It was the moment that blew the battle at the front of yesterday’s British Grand Prix wide open: Marcus Ericsson's Sauber slamming into the Turn 1 barriers at high speed, and bringing out the Safety Car
Such is the performance of the 2018 cars, Turn 1 at Silverstone was flat-out for most drivers this year, and even possible to be taken with the Drag Reduction System (DRS) rear wing wide open for the front-running teams. That wasn’t the case for Ericsson, however, and he ended up going head-on into the tyre barrier after turning in with his DRS still activated.
After confirming he was unhurt in the crash, Ericsson explained that he hadn’t intended to try and take the corner without closing his DRS while fighting with Sergio Perez.
“I was behind Checo, and I think when you’re racing and you have this DRS zone you want to be as late as possible to switch it off, and to switch it on as early as possible to stay as close as possible,” Ericsson said.
“I wasn’t sure after the incident if it was a failure or not but we’ve looked at the data and it seems like… I have the button behind my steering wheel and it’s quite bumpy on entry and you go on the kerb, and I think I slipped and didn’t hit it.
“So I think on tracks like this we need to see if maybe we can have a bit of bigger button or something, see what we can do so it doesn’t happen again. Basically I turned in with the DRS open, and then you’re a passenger as the car just turns, that was the reason why it happened.”
The Swede's crash mirrored Romain Grosjean's similar crash at Turn 1 on Friday, which was also blamed on the DRS remaining open.

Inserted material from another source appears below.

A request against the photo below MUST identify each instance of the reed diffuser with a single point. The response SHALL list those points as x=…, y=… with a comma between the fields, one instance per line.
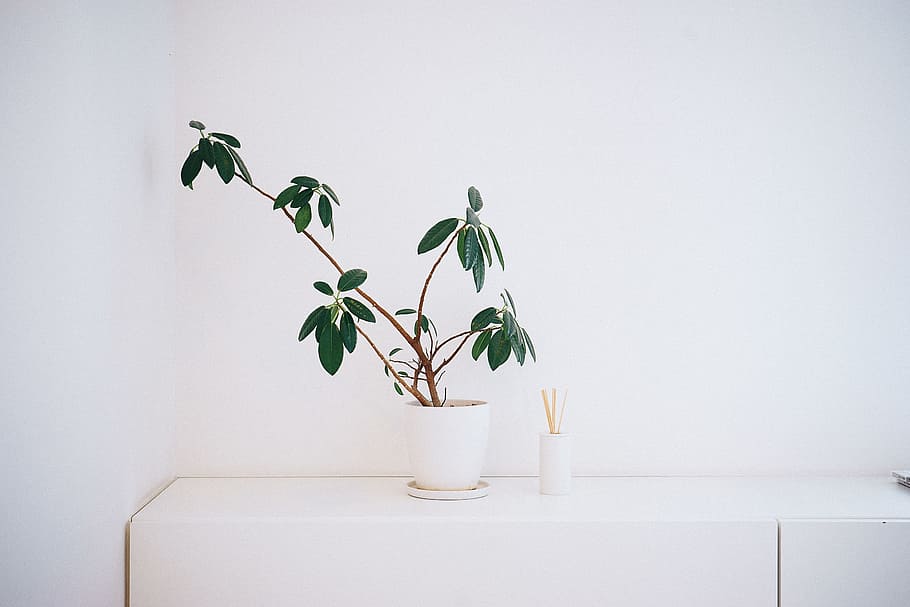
x=555, y=448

Although Ericsson joked he was just testing whether he could take the corner with his DRS open, Ericsson admits he wasn’t even at full throttle for Turn 1 and sees an opportunity for another failsafe to be implemented.
“You need to lift a bit as well. That’s also something we need to look at, why the DRS didn’t close when I lifted off as it stayed open as well. Maybe there you need to have some thresholds or something that when you lift off the DRS closes automatically as maybe then the accident would not have happened.”
With Charles Leclerc having already retired when battling for seventh place, Ericsson’s shunt marked the end of Sauber’s hopes of scoring points and the Swede says it has to go down as a missed opportunity given the performance the team were showing.
“I think points were on the cards with a strong second half,” he said. “At that point I was just behind Checo and Pierre [Gasly] was right ahead. They were there and I felt at that point really strong and had fresher tyres than both of them. Okay, it’s difficult to overtake around here so who knows, but I think I would have been at least able to fight for the last points position.
“It’s a bit disappointing. Up until then I managed to do a good race and again be strong in the race, looking after the tyres, and being fast when needed. We did a nice undercut on [Romain] Grosjean, pushed really hard before the pit stop and [did a] really good two out-laps and when he boxed, we managed to do the undercut. It was a good call from the team, was looking good, but not our day.”